SEC Charges Cardiologist With Insider Trading on Confidential Drug Trial Developments

the law doesn't clearly define insider trading.


Like many legal concepts and practicalities, Zdreg, that actually varies hugely from country to country: in some places it's almost entirely undefined and established only by precedent; in others, it's almost entirely and strictly defined by statute, with very little room for precedent-based interpretation.
 
the law doesn't clearly define insider trading. it is like pornography. a supreme court justice once said I can't define it but I know it when I see it.
Haha, so true.
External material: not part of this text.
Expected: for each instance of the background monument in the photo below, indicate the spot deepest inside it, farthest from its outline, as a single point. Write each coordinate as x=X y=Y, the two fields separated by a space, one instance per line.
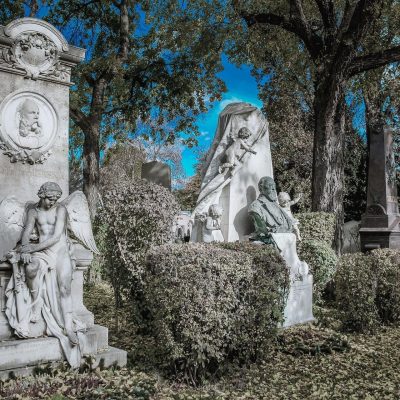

I guess you'll have to use intuition for both cases :D
 
The definition is pretty clearly defined, you can read it for yourself at http://www.ecfr.gov/cgi-bin/text-id...8&view=text&node=17:3.0.1.1.1.1.66.95&idno=17 and http://www.ecfr.gov/cgi-bin/text-id...8&view=text&node=17:3.0.1.1.1.1.66.96&idno=17
In general illegal insider trading occurs if "a person trades on the basis of material nonpublic information if a trader is "aware" of the material nonpublic information when making the purchase or sale." As to ignoring the facts and losing money, absolutely that's what you have to do if you took the risk of purchasing securities in which you have insider knowledge. If you can't handle that, don't trade in securities where you might have insider knowledge.
So why wouldn't you forbid such trading at all, rather than sueing people for not agreeing to lose a trade you've allowed them to do?
 
So why wouldn't you forbid such trading at all, rather than sueing people for not agreeing to lose a trade you've allowed them to do?
Sorry, I don't understand what you're trying to convey. If you mean banning all ownership of your own company's stock, then you'd pretty much be throwing out the entire entrepreneurial business model of the U.S. and would ensure that most of the startups that are now public companies (from Microsoft and Google to Amazon and Intel) wouldn't have happened.
 
Sorry, I don't understand what you're trying to convey. If you mean banning all ownership of your own company's stock, then you'd pretty much be throwing out the entire entrepreneurial business model of the U.S. and would ensure that most of the startups that are now public companies (from Microsoft and Google to Amazon and Intel) wouldn't have happened.
Well, point taken, I guess that was dumb of me. It's just that I feel this concept of "inside trading is bad, you should accept the losses even if you know about them and could avoid it" is quite wrong.